Ho scelto il silenzio non per paura della repressione e delle sue minacce, ma lo ho scelto perché credo che chi parla di individuo e di superamento dei limiti dello stesso un giorno deve venire a patti con ciò che teorizza e scrive. Ho abbracciato l’individualismo e il nichilismo, poi, con tutta me stessa, riconoscendo la profonda forza  che potenzialmente risiede in ognuno di noi, potenziale che non sempre nella vita, per i più svariati motivi,  viene fuori. E allora mi sono accorta che è molto più semplice sedersi sul famoso “vertice” a sputare sentenze dimenticandosi quanto sia stato faticoso e doloroso scalarlo, che rimanere ben ancorati alla realtà.

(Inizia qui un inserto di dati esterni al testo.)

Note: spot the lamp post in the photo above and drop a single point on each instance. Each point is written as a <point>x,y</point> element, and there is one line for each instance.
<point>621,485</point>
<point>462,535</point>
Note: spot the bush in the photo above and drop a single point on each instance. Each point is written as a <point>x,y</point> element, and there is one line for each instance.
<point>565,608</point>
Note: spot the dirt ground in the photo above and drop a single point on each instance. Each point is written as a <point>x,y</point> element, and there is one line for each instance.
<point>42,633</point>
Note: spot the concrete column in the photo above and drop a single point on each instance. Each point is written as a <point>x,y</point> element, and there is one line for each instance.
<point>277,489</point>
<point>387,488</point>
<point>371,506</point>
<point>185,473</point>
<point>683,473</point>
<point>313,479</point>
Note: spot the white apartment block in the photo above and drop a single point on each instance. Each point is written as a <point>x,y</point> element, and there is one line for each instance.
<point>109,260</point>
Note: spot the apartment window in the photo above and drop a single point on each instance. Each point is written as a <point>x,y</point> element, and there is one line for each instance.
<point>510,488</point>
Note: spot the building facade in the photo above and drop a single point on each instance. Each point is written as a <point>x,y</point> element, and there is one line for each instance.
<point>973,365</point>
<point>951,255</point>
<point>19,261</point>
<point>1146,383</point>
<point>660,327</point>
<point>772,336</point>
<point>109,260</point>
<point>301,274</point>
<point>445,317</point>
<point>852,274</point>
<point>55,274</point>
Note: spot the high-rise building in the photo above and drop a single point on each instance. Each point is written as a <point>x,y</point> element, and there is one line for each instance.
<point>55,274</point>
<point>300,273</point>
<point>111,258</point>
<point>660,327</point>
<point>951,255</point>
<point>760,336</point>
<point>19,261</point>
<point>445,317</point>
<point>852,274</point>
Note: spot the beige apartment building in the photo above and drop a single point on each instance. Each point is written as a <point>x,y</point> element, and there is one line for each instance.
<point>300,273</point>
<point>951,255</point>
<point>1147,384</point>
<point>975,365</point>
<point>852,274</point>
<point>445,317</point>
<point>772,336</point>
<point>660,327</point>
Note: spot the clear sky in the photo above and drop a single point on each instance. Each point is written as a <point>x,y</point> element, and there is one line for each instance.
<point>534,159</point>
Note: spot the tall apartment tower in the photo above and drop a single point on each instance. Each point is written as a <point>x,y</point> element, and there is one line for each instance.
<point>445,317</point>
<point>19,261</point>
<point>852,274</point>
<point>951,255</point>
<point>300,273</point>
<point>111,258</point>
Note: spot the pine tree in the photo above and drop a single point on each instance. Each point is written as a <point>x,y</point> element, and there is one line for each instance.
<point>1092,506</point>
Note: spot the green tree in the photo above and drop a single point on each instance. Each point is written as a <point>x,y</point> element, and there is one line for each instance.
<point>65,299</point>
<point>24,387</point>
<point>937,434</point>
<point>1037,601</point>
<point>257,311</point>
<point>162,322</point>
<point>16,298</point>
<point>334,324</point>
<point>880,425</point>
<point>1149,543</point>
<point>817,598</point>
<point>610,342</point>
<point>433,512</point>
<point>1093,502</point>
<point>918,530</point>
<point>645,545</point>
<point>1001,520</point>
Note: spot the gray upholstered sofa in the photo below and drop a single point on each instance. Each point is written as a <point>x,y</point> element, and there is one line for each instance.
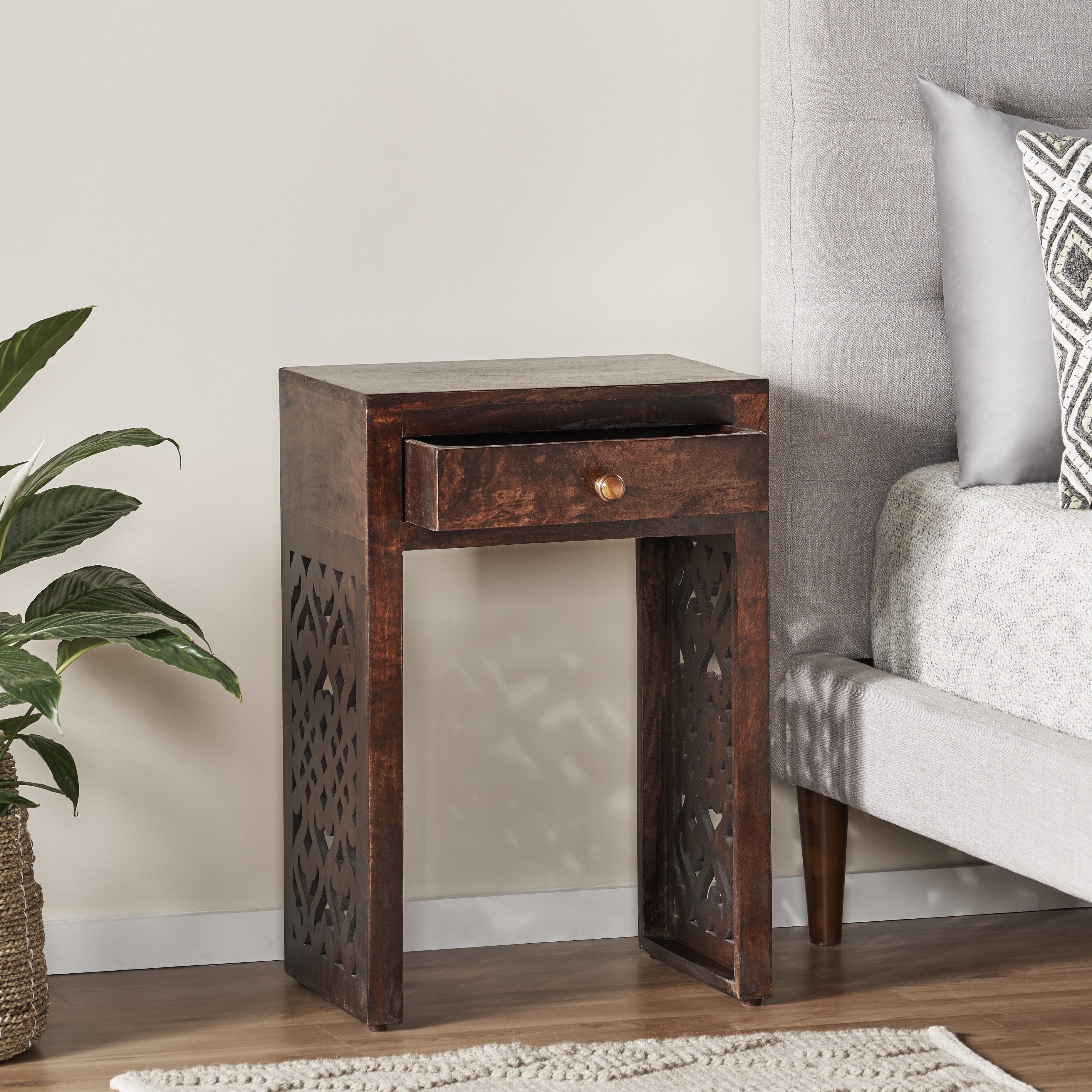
<point>861,393</point>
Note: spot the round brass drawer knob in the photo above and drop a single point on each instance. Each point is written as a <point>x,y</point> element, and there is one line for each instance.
<point>610,486</point>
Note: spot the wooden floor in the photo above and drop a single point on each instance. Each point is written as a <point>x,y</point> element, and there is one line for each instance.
<point>1018,988</point>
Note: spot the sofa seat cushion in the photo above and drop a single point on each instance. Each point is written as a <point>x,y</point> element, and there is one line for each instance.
<point>985,593</point>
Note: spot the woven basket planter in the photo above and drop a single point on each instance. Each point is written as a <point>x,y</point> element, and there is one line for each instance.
<point>24,993</point>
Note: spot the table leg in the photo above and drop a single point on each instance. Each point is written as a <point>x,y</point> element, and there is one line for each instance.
<point>704,746</point>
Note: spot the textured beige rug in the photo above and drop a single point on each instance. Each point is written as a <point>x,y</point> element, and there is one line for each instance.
<point>871,1060</point>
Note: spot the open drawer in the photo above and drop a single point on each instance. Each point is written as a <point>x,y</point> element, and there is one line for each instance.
<point>461,483</point>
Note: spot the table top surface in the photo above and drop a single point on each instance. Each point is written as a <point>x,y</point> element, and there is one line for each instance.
<point>531,374</point>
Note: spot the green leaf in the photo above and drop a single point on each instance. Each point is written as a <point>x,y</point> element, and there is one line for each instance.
<point>61,763</point>
<point>8,799</point>
<point>31,680</point>
<point>68,651</point>
<point>99,588</point>
<point>27,353</point>
<point>36,784</point>
<point>18,722</point>
<point>92,446</point>
<point>53,521</point>
<point>173,647</point>
<point>65,627</point>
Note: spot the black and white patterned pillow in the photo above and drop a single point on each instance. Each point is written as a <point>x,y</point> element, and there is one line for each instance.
<point>1060,177</point>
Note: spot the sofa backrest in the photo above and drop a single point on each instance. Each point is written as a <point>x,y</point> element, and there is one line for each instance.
<point>853,331</point>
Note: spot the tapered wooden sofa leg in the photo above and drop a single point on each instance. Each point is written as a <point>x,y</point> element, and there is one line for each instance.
<point>824,825</point>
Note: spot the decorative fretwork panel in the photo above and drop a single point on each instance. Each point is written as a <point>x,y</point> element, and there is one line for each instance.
<point>324,727</point>
<point>700,625</point>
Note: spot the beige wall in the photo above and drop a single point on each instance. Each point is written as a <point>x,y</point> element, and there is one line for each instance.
<point>246,186</point>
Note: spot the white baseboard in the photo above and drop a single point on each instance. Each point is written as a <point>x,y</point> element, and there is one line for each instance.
<point>128,944</point>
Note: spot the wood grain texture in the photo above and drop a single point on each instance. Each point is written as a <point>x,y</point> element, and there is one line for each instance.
<point>717,763</point>
<point>534,480</point>
<point>325,763</point>
<point>653,877</point>
<point>1015,987</point>
<point>353,467</point>
<point>450,377</point>
<point>824,838</point>
<point>751,728</point>
<point>383,714</point>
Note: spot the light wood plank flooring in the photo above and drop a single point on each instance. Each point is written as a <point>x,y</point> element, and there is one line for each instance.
<point>1018,987</point>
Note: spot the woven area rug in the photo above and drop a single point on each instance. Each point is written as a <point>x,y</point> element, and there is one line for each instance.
<point>870,1060</point>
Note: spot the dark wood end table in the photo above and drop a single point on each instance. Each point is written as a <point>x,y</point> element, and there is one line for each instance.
<point>382,459</point>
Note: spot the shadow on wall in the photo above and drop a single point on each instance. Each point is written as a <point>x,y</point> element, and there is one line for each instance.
<point>520,705</point>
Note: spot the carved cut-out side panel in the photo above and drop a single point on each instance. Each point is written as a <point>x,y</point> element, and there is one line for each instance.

La realtà, è questa la parola chiave per me oggi, la realtà che mi circonda. La realtà che non è quella di duecento anni fa, quella dei filosofi, dei padri e delle madri dell’anarchia, ma non è neppure quella di sessant’anni fa: gli anni che dovrebbero assomigliarci di più, gli anni che avrebbero  aperto la strada a quello che è stata la nostra storia di oggi. Ed invece nulla è come allora, neppure un’ombra di quella fierezza, della contestazione, delle lotte sia nelle piazze che nelle carceri, mi ritrovo di fronte ad una realtà che è diventata piatta, chiusa nei particolarismi ideologici e nelle beghe di movimento.

Mi chiedo a chi potremmo fare paura? Come potremmo sperare che “ la paura cambi di campo”?

Partendo dal presupposto che lo Stato che combattiamo, le istituzioni borghesi che osteggiamo e vorremmo vedere finalmente rase al suolo, sono strategicamente  e militarmente più organizzate, come pensiamo che la disgregazione e i particolarismi interni ad un movimento possano giovare alla rivolta?

E se pure l’azione, intesa come prassi, che guida ognuno di noi non è la stessa, a chi giova questo continua critica filosofica sulla “prassi rivoluzionaria”?

Credo che ci sia una seria mancanza di concretezza, non in tutti certo, e per questo  ricordo con piacere tutte le azioni che ancora ogni giorno vengono portate avanti dai compagni in ogni parte del mondo, e i compagni rinchiusi nelle galere che di lotta hanno vissuto e chi ci sprona ad andare avanti. Ma credo che ci meritiamo tutti di più: la costruzione di una seria alternativa a questa società fondata sul denaro e sullo sfruttamento dell’uomo su ogni vivente. Ci meritiamo di più, ma per fare questo dobbiamo lottare ogni giorno per riprendere in mano le nostre vite in maniera concreta : fino alla liberazione.